Margrete smiled softly. It appeared there would be no discussion about the fact that she’d drugged him—or their kiss. Not for now, at least, and she had to admit that it was probably best to simply act as though neither incident had happened at all. Acknowledging them could only lead to trouble.
Bash dipped the cloth into the bowl, which now had a red tinge. “The sea devoured me.” He chuckled, eyes glazed as he worked. “When my sailboat wrecked, the current took me under, right by the reef. I managed to slice myself open, and I barely made it back to shore in one piece.”
“Your scar.” The one across his brow. Bash lifted his head and tossed the dirtied cloth to the side. He flinched when she raised her hand, thoughtlessly running her thumb over the long-ago healed wound. Realizing she was touching him, again, Margrete dropped her hand to her lap.

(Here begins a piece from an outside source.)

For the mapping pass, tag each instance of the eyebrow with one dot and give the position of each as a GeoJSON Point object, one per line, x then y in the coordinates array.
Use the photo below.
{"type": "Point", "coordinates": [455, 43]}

Bash swallowed hard. “Azantians may be able to heal, but we still scar. It wasn’t my first, nor will it be my last.” Clearing his throat, he turned his attention to wrapping her hand with fresh linen, tying the cloth in place. “Now you have your first scar.”
Their eyes met and held.
“It’s not my first either,” she said, thinking of all the horrors her father had inflicted on her body. “And I also doubt that it will be my last,” she added, her own voice a throaty whisper. Her hand sat cradled in his warm palm, and when his other hand lifted to her face, Margrete’s lashes fluttered, hating how she anticipated his touch.
Reverently, he grazed her cheeks, tucking damp strands of hair behind her ear. His fingers slid down the side of her neck, her throat, traveling down to her collarbones, seeming to memorize the shape of her. Margrete inhaled a sharp breath, her skin tingling.
She would do well to remind herself of her predicament, but she was rendered utterly mindless as the calloused pads of his fingertips traced the smoothness of her skin. She wanted his hands everywhere.
Needed it.
The contact was stealing all rational thought, all the air from her lungs. She remembered how he felt pressed against her body, how his lips fit perfectly with hers.
Heat stole across her cheeks. He’d wanted her, too.
As if he, too, realized his actions, his thoughts, Bash’s wandering hand jerked from her skin. Clearing his throat, he stood abruptly, the soiled linens and bowl in his grasp.
“It’s late,” he ground out, but she could hear how his voice wavered. “You should get out of those wet clothes.”
Margrete rose to her feet, standing inches away from him with her heart hammering. She was tempted to ask him to stay, her body mourning the loss of his touch, but instead, she said, “Thank you for…” She angled her head toward her wrapped hand.
Bash nodded, his jaw tense. “No problem, princess,” he replied, still not moving.
This close, she had to tilt her head to take him in. She could see the turmoil roiling in his eyes. The flashes of what she knew to be desire.
“Goodnight, pirate.” Margrete boldly inched closer, relishing the way his breath caught and how his pulse thrummed wildly in his throat. It made her feel powerful.
“Goodnight,” he said, and Margrete smiled at the warring emotions twisting his features. They were the same ones she knew to be darkening her gaze.
They shouldn’t have blurred the lines. They both knew that. She was smarter than this, not some silly girl who believed in happy endings.
Bash gave her a nod before turning on his heel, as if he too didn’t have the words, the strength, to say anything that would further wreck them both.
Margrete watched him open the portal and disappear into the hall, leaving only the memory of a stolen moment in the rain.